NCSC warns AI prompt injection could drive huge UK data breaches

The National Cyber Security Centre has warned that a growing misunderstanding about a new type of artificial intelligence vulnerability could lead to major data breaches affecting UK organisations.

The security agency said many developers and cyber professionals were drawing the wrong parallels between so‑called prompt injection attacks in generative AI systems and the long‑established problem of SQL injection in traditional web applications.

Prompt injection involves malicious instructions that influence how a large language model behaves. SQL injection involves malicious database queries that exploit flaws in how applications handle user input.

The NCSC said these two attack types differ in important ways. It said those differences affect how organisations should manage the risk.

In new guidance, the centre said prompt injection attacks against systems built on large language models may not be fully preventable. It contrasted this with SQL injection, which software engineers can often block through strict separation of data and instructions and careful query handling.

The NCSC said that large language models do not reliably separate instructions from data. It said attackers can exploit this behaviour by embedding instructions inside content that looks like ordinary text.

The organisation warned that a belief that prompt injection can be solved through a single technical fix could leave systems exposed. It said this view could repeat earlier periods when firms underestimated how widely SQL injection could be abused.

The centre said the risk will grow as generative AI tools are connected to live data sources and business systems. It said this includes use in customer support, software development, document handling and internal knowledge tools.

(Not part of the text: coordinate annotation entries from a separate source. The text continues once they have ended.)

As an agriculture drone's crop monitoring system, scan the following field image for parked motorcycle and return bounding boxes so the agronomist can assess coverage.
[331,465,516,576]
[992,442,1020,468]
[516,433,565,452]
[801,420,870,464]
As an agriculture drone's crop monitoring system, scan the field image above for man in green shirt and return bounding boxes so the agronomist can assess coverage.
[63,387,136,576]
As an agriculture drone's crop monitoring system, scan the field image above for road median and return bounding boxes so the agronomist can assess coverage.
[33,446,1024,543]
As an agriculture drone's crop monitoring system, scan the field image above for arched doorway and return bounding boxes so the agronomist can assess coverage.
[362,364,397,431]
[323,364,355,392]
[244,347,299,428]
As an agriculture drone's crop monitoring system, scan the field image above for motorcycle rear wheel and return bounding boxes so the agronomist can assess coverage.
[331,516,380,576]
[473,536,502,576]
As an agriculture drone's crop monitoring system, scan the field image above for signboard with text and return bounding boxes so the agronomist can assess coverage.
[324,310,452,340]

It warned that, without a change in approach, websites and applications using generative AI could see data breaches on a larger scale than those linked to SQL injection in the 2010s. It said this could affect both UK businesses and individual citizens over many years.

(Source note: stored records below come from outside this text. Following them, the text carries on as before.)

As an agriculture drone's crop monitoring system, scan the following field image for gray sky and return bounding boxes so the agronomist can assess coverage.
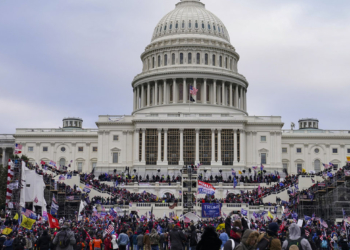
[0,0,350,133]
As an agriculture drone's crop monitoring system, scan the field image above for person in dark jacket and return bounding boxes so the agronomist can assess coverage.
[37,230,51,250]
[170,223,186,250]
[13,233,26,250]
[190,225,198,250]
[224,227,242,250]
[196,226,222,250]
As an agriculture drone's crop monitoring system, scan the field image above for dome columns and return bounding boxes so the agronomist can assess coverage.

The NCSC urged developers and system owners to treat prompt injection as a persistent design concern. It said teams should assume that hostile prompts will reach their systems and should plan for how those prompts will be handled.

The guidance said organisations should focus on limiting the impact of a successful prompt injection attempt. It said this includes controlling which internal systems an AI component can access and what actions it can trigger.

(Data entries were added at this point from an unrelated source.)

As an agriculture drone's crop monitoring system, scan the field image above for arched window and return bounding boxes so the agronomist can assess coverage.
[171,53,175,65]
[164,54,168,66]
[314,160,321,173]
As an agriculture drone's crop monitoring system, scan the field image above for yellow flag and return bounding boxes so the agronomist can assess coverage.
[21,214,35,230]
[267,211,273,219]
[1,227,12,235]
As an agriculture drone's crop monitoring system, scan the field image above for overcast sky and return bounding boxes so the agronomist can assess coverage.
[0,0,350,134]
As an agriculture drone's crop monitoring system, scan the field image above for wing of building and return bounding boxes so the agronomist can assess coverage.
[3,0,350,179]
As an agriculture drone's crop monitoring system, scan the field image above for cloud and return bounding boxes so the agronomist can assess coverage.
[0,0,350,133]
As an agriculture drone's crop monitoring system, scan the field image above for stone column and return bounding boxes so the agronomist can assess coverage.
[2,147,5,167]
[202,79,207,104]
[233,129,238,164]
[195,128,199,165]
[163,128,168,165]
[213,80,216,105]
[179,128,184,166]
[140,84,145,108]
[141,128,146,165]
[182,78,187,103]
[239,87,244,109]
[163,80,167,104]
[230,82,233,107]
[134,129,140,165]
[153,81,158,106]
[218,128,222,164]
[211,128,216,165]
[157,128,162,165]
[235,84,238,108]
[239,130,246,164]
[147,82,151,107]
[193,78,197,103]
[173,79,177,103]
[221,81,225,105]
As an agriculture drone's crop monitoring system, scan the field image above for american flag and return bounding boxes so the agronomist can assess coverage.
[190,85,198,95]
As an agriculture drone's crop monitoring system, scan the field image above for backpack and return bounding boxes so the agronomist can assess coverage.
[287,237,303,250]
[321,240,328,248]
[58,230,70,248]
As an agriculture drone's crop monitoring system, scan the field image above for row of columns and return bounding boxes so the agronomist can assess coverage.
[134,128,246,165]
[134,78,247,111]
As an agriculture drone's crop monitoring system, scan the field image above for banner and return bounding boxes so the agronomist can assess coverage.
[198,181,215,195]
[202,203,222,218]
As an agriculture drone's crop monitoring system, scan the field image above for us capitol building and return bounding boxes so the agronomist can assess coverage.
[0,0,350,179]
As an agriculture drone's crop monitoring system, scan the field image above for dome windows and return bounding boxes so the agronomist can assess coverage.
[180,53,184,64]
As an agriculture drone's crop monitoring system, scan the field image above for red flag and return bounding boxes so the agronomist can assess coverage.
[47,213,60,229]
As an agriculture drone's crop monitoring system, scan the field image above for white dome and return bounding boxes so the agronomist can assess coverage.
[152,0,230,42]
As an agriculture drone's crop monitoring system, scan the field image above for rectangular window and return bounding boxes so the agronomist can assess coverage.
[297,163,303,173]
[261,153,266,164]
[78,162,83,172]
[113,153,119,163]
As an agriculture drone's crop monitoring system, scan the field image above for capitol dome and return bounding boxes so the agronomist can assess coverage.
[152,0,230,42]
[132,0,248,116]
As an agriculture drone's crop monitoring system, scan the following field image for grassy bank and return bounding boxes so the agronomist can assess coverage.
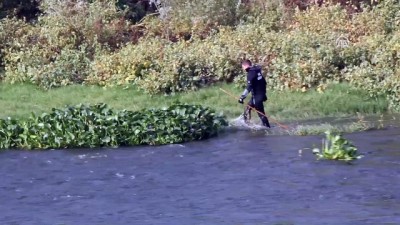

The centre said current AI systems based on large language models remain vulnerable because they rely on patterns in training data rather than strict rule enforcement. It described such systems as “inherently confusable”.

It said that property affects how they respond when they receive overlapping or conflicting instructions. It said this creates an attack surface that differs from traditional software vulnerabilities.

The NCSC called on AI system designers, builders and operators to address what it described as manageable variables. It said they should focus on secure design choices, access controls and oversight.

The organisation also urged caution about claims that prompt injection can be fully “stopped” through filtering or specialised tools. It said current defences should be viewed as partial measures within a wider risk management strategy.

The centre’s latest warning comes as UK businesses expand their use of generative AI. Many organisations are testing systems that summarise documents, answer staff questions and interface with customers.

The NCSC has previously encouraged firms to align AI projects with existing cyber security practices. It has pointed to established controls such as strong authentication, network segregation and logging as relevant elements.

The organisation said AI services should be integrated into supply chain risk assessments. It said contracts and procurement processes should reflect the specific risks introduced by large language models.

It said firms should consider how third‑party AI providers handle prompts and training data. It said they should also examine how those providers respond to discovered vulnerabilities and emerging attack methods.

The NCSC has made AI security a focus in its wider programme of work on digital resilience. It has published a code of practice that sets out baseline security principles for AI systems.

The organisation has also released an assessment of how AI will influence the cyber threat landscape over the next few years. It has said that both attackers and defenders are investing in the technology.

The centre said AI introduces new pathways for intrusion and data exposure. It said this includes scenarios where compromised prompts lead a system to leak sensitive information or execute unauthorised actions.

The NCSC said developers should design AI‑enabled services so that a compromised model has limited authority. It said this can reduce the harm if a prompt injection attack succeeds.

It also said organisations should test AI systems against realistic hostile prompts. It said this process should be repeated as systems evolve.

The centre has encouraged collaboration between AI specialists and traditional cyber security teams. It said many organisations still treat these domains as separate areas.

The NCSC framed prompt injection as a long‑term challenge for the industry. It said managing this risk will require ongoing adaptation of security practices as AI technologies change.

It said system owners should assume that generative AI will remain a contested space. It said they should plan based on that assumption when they expand use of the technology across critical operations.